I always tell my athletes, don't work your training around your eating. Rather, work your eating around your training. Same with food planning. Depending on your daily life commitments, create a healthy eating routine that will allow you to feel satisfied when you eat your meal, will provide you with an array of healthy nutrients, will provide energy for your workouts, will help you recover from workouts and most importantly, gives you enjoyment when you are eating.
If your working environment doesn't have a microwave or refrigerator, it would be wise to assume that you wouldn't bring soup and egg salad for lunch. However, this doesn't mean that you can't pack a heart healthy and filling lunch.
If your work requires you to be on the go or you have inconsistent eating habits during the day (ex. lunch can be at noon and other days it may be at 3pm) you need to create a meal plan that works with your schedule. Rather than eating breakfast at 8am and lunch at 3pm, create mini-meals and snacks so that you are eating every few hours. If you don't have a long lunch break or have no planning over your lunch break, plan for food options that can be eaten on the go or consumed throughout the day.
My dad works for the VA (he's an optometrist) and he typically eats lunch around the same time everyday. Karel, on the other hand is the general manager of the Trek store. If he is not ordering bikes, bike parts, accessories, etc. for the store, he is likely putting together bikes. When the store is incredible busy he is typically doing tune-ups for walk-in's alongside helping customers.

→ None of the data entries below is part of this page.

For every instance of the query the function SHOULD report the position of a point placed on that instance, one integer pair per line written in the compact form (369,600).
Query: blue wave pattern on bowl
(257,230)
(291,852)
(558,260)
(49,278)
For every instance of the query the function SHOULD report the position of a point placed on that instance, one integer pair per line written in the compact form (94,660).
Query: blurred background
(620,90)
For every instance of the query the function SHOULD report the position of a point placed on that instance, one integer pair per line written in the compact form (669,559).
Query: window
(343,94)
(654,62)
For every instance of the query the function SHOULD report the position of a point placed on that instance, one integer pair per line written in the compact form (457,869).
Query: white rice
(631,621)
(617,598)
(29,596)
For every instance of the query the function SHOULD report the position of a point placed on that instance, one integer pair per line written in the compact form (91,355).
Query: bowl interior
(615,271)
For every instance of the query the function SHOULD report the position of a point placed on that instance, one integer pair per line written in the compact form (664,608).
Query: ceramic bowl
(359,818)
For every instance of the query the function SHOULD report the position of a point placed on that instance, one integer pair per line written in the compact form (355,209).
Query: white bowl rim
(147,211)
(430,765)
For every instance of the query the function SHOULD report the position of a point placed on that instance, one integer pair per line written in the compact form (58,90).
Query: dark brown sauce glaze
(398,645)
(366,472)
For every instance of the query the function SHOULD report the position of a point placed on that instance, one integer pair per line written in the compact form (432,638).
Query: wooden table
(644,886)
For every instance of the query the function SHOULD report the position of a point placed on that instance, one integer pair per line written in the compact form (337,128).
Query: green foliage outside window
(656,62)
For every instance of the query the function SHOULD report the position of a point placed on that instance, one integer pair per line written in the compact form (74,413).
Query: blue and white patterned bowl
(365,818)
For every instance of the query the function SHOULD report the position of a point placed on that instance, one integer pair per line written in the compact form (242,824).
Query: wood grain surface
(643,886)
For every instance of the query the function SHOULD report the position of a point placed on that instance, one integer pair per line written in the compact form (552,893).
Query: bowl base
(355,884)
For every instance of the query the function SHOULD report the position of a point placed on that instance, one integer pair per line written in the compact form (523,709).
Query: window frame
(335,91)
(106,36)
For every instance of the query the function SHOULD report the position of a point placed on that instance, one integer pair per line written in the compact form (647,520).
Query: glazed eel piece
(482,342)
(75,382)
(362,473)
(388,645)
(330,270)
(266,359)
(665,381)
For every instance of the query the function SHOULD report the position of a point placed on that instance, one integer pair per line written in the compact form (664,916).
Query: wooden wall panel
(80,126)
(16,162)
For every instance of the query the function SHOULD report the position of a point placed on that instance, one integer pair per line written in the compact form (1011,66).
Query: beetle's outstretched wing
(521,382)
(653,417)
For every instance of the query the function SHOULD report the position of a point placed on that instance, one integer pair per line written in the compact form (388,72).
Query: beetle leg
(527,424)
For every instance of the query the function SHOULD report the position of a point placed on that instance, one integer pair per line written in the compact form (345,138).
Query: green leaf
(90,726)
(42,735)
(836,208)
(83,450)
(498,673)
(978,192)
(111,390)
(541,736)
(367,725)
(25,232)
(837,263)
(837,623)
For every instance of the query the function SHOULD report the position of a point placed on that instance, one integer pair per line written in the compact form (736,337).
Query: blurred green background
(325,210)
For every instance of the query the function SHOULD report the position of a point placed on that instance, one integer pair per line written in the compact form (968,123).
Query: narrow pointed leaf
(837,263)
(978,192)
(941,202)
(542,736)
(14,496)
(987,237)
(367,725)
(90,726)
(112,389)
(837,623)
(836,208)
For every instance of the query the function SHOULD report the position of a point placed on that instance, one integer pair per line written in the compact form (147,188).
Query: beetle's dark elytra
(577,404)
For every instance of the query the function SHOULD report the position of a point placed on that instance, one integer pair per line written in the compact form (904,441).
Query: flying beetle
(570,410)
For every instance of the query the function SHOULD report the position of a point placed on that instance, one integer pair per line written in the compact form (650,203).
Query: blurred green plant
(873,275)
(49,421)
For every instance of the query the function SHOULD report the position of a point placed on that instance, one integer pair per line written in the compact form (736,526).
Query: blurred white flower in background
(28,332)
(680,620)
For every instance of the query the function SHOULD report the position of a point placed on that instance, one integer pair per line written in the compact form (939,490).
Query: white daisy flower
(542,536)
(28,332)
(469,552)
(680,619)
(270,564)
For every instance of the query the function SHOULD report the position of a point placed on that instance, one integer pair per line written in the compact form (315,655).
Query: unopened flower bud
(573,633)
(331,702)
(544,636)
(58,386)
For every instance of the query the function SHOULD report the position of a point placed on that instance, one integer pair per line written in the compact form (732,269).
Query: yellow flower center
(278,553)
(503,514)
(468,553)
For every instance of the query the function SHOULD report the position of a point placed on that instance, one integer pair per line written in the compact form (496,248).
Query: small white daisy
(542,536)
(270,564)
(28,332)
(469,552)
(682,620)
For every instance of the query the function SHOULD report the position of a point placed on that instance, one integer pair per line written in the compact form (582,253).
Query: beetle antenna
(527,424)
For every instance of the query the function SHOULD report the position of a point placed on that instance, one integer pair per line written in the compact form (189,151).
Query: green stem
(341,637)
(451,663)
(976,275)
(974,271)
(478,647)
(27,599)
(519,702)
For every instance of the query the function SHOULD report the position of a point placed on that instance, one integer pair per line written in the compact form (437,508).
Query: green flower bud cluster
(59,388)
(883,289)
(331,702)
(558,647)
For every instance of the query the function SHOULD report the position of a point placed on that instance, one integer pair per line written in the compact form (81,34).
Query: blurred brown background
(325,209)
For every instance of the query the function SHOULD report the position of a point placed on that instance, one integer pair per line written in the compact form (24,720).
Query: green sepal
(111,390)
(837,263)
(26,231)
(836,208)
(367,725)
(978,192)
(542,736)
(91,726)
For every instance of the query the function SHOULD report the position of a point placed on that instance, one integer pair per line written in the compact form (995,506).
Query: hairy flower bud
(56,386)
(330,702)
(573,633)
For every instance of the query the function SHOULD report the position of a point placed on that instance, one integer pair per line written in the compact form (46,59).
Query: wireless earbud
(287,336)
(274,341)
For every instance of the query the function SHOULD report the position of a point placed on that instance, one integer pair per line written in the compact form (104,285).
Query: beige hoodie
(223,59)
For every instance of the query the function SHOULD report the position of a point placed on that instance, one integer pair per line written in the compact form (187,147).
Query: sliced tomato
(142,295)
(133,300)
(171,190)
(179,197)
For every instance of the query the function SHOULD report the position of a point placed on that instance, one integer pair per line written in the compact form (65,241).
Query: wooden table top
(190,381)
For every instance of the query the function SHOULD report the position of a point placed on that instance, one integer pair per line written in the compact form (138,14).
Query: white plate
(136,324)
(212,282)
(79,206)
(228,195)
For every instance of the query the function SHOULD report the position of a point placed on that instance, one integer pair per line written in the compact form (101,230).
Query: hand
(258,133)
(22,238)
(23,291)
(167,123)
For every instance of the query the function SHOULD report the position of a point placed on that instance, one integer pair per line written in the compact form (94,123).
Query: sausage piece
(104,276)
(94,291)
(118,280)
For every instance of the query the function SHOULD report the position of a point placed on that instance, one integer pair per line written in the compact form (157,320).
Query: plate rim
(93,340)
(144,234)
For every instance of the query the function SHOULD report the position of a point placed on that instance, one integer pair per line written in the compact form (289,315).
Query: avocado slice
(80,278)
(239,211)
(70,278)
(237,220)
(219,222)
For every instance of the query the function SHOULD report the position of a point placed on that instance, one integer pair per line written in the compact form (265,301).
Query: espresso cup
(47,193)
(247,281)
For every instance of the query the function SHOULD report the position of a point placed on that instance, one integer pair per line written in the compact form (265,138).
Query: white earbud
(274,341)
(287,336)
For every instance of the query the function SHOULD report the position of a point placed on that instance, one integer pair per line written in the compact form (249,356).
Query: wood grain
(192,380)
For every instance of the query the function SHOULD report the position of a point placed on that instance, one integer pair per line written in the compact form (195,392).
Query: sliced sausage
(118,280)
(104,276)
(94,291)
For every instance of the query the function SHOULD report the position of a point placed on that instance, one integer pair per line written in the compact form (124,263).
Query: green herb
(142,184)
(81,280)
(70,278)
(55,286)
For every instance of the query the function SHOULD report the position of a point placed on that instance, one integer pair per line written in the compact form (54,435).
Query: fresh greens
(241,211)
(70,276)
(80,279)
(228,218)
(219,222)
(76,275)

According to the other guys at the shop "Karel is always eating". But for Karel, it works better this way. Rather than eating breakfast and then not knowing when he will eat lunch (or if he even has time for a break) he is better off preparing a bag of food that he can "graze" on throughout the day.
What is your favorite lunch to bring to work (or prepare at home if you work from home)?
A typical day of food for Karel at the Trek Store:
1) Some type of filling sandwich (Karel typically uses the Panini maker): Tofu, 1 egg (Scrambled), 96% fat free deli ham, veggies, cheese and hummus on whole grain pita bread
2) A smaller sandwich for a snack later in the day: typically PB &J. This time it was with apples, natural PB and jelly and sunflower seeds on an english muffin.
3) Chocolate: gotta have something sweet during the day and it may as well be good for you too. Around 1 ounce dark chocolate.
4) Low-fat yogurt: this is a must, everyday.
5) Veggies/fruit: whole fruit or cut fruit like apples, oranges, bananas, grapes, peaches, etc. Baby carrots and celery are easy to snack on when he is working (not with greasy hands, of course :)
6) Nuts: great to snack on during the day. Today it was sunflower seeds on his sandwich.